On Mon, Mar 13, 2023 at 9:30 AM Richard Gobert <[email protected]> wrote:
>
> The GRO control block (NAPI_GRO_CB) is currently at its maximum size. This
> commit reduces its size by putting two groups of fields that are used only
> at different times into a union.
>
> Specifically, the fields frag0 and frag0_len are the fields that make up
> the frag0 optimisation mechanism, which is used during the initial parsing
> of the SKB.

Note that these fields could also be stored in some auto variable,
instead of skb.

>
> The fields last and age are used after the initial parsing, while the SKB
> is stored in the GRO list, waiting for other packets to arrive.
>
> There was one location in dev_gro_receive that modified the frag0 fields
> after setting last and age.

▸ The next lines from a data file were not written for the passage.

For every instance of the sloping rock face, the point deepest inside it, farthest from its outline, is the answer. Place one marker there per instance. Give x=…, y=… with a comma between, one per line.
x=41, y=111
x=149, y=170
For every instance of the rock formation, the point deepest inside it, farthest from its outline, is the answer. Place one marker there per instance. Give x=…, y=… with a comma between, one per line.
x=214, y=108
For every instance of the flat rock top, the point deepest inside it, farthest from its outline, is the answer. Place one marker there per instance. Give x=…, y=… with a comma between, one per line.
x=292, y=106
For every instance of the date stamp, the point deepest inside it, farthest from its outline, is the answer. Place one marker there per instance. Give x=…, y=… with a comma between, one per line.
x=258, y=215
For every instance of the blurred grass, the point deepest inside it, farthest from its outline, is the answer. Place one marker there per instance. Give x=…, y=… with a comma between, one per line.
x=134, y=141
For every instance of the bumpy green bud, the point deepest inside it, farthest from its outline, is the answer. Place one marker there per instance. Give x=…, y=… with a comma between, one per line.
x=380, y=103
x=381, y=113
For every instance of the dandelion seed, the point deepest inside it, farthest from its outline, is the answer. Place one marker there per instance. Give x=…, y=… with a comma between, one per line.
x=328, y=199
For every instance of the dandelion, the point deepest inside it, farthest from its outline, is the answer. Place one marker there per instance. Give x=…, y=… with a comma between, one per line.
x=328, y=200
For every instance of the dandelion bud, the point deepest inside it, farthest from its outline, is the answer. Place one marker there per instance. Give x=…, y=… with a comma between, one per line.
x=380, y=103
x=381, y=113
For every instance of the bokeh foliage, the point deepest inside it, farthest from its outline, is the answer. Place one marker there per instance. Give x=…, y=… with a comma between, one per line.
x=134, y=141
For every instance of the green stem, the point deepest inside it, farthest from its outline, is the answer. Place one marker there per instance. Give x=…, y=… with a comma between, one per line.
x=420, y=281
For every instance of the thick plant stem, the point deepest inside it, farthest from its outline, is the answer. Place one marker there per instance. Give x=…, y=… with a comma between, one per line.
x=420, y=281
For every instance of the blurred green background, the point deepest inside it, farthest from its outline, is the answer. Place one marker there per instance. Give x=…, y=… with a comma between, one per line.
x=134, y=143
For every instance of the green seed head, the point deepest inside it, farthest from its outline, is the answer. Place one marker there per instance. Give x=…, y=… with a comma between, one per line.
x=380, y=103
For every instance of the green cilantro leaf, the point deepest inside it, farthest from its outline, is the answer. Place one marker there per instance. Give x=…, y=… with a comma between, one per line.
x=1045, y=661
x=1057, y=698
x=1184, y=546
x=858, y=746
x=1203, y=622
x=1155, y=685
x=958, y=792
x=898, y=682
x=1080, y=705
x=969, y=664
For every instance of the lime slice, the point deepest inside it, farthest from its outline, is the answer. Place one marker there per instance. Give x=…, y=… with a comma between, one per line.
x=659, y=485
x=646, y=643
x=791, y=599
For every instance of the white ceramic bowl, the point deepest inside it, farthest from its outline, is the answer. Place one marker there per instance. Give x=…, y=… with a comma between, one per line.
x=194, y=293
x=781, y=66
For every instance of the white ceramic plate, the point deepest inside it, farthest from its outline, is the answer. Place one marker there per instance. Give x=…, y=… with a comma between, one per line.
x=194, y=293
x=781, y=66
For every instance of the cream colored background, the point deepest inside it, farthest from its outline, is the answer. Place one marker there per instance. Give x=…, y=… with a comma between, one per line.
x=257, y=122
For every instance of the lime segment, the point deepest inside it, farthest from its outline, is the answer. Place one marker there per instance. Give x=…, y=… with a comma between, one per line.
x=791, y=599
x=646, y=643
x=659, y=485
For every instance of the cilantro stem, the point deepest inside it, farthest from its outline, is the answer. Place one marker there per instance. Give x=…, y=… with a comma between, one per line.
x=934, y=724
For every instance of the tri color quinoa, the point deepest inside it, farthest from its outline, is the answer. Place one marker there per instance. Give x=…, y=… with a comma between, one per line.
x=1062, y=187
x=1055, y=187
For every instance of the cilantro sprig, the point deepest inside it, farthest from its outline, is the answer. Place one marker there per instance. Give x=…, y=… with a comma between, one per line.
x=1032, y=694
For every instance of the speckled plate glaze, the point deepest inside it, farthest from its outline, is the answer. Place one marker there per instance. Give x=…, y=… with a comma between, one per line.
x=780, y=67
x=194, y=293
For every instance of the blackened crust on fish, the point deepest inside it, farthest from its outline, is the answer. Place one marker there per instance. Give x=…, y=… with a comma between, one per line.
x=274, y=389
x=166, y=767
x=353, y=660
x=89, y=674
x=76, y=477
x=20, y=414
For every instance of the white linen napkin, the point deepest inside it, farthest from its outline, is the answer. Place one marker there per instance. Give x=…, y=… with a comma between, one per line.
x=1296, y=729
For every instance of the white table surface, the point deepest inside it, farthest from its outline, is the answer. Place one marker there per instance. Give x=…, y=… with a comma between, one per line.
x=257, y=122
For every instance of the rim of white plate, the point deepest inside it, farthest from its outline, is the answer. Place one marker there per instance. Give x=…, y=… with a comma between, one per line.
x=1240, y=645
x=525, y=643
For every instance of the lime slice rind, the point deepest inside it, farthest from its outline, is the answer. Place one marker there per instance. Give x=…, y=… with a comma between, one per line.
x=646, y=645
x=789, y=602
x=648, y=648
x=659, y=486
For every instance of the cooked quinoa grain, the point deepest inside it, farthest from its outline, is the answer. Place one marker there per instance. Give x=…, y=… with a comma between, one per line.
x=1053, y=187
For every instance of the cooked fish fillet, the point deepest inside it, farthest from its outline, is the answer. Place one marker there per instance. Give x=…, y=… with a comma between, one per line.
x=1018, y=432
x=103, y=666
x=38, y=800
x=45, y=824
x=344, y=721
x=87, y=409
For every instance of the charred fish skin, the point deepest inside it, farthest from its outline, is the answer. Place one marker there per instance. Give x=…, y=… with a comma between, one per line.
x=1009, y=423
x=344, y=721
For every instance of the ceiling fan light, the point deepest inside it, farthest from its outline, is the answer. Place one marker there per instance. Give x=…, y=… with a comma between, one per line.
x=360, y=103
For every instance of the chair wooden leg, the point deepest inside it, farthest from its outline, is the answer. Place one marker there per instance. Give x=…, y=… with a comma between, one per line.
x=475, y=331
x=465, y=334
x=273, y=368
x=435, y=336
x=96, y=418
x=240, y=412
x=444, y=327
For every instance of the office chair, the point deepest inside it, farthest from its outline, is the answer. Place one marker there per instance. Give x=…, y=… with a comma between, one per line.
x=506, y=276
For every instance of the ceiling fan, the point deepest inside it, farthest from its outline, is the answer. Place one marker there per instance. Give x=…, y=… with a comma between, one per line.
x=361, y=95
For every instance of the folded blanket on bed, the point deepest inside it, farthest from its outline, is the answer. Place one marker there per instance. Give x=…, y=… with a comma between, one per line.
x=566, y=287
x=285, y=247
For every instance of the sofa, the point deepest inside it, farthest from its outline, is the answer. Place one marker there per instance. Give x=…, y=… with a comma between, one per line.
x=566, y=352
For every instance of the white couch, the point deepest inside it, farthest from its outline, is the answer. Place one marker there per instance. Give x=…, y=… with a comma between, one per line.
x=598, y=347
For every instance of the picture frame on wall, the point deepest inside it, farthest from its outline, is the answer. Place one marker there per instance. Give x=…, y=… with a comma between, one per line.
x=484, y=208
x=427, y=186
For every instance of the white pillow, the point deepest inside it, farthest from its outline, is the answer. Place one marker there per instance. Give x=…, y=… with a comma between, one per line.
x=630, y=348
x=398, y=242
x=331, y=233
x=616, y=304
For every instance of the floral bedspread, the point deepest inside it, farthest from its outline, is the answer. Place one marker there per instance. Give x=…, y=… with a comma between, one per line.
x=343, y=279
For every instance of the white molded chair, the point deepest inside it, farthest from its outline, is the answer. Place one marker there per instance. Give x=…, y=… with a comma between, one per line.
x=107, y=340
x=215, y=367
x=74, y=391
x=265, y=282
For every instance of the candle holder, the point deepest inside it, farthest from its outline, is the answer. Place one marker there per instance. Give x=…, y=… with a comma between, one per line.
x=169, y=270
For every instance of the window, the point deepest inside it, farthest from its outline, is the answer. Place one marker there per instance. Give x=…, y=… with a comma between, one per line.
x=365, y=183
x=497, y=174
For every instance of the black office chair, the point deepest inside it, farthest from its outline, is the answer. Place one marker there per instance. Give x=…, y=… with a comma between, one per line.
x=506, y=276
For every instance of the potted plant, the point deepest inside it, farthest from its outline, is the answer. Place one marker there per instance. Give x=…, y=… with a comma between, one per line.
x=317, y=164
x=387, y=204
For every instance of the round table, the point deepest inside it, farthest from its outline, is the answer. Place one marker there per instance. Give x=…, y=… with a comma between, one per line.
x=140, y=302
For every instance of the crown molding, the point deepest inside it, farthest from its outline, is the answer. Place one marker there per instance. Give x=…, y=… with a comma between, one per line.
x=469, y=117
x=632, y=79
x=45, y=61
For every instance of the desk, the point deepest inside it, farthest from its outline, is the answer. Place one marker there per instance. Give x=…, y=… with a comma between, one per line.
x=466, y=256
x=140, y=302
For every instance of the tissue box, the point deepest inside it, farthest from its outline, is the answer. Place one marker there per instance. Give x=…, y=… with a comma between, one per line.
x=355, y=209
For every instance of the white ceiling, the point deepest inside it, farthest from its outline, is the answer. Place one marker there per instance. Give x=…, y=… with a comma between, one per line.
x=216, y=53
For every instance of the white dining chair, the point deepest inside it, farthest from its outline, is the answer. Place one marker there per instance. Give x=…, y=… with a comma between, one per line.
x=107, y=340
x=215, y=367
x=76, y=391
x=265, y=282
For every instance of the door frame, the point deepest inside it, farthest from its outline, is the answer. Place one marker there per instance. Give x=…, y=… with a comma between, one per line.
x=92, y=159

I changed this accordingly without altering the
> code behaviour.
>
> Signed-off-by: Richard Gobert <[email protected]>
> ---

SGTM, thanks.

Reviewed-by: Eric Dumazet <[email protected]>

2023-03-14 15:56:10

by Richard Gobert

[permalink] [raw]
Subject: Re: [PATCH v3 2/2] gro: optimise redundant parsing of packets

> >
> > Currently the IPv6 extension headers are parsed twice: first in
> > ipv6_gro_receive, and then again in ipv6_gro_complete.
> >
> > By using the new ->transport_proto field, and also storing the size of the
> > network header, we can avoid parsing extension headers a second time in
> > ipv6_gro_complete (which saves multiple memory dereferences and conditional
> > checks inside ipv6_exthdrs_len for a varying amount of extension headers in
> > IPv6 packets).
> >
> > The implementation had to handle both inner and outer layers in case of
> > encapsulation (as they can't use the same field). I've applied a similar
> > optimisation to Ethernet.
> >
> > Performance tests for TCP stream over IPv6 with a varying amount of
> > extension headers demonstrate throughput improvement of ~0.7%.
> >
> > In addition, I fixed a potential future problem:
>
> I would remove all this block.
>
> We fix current problems, not future hypothetical ones.
>

I agree, I did it primarily to avoid an additional branch (the logic
remains exactly the same). I'll remove this part from the commit message.


> > - The call to skb_set_inner_network_header at the beginning of
> > ipv6_gro_complete calculates inner_network_header based on skb->data by
> > calling skb_set_inner_network_header, and setting it to point to the
> > beginning of the ip header.
> > - If a packet is going to be handled by BIG TCP, the following code block
> > is going to shift the packet header, and skb->data is going to be
> > changed as well.
> >
> > When the two flows are combined, inner_network_header will point to the
> > wrong place - which might happen if encapsulation of BIG TCP will be
> > supported in the future.
> >
> > The fix is to place the whole encapsulation branch after the BIG TCP code
> > block. This way, if encapsulation of BIG TCP will be supported,
> > inner_network_header will still be calculated with the correct value of
> > skb->data.
>
> We do not support encapsulated BIG TCP yet.
> We will do this later, and whoever does it will make sure to also support GRO.
>
> > Also, by arranging the code that way, the optimisation does not
> > add an additional branch.
> >
> > Signed-off-by: Richard Gobert <[email protected]>
> > ---
> >
>
> Can you give us a good explanation of why extension headers are used exactly ?
>
> I am not sure we want to add code to GRO for something that 99.99% of
> us do not use.

IMO, some common use cases that will benefit from this patch are:
- Parsing of BIG TCP packets which include a hbh ext hdr.
- dstopts and routing ext hdrs that are used for Mobile IPv6 features.

Generally, when a packet includes ext hdrs we will avoid the recalculation
of the ext hdrs len. When there are no ext hdrs, we will not call the
ipv6_exthdrs_len function so the performance isn't negatively impacted
(potentially even saving some opcodes in ipv6_exthdrs_len).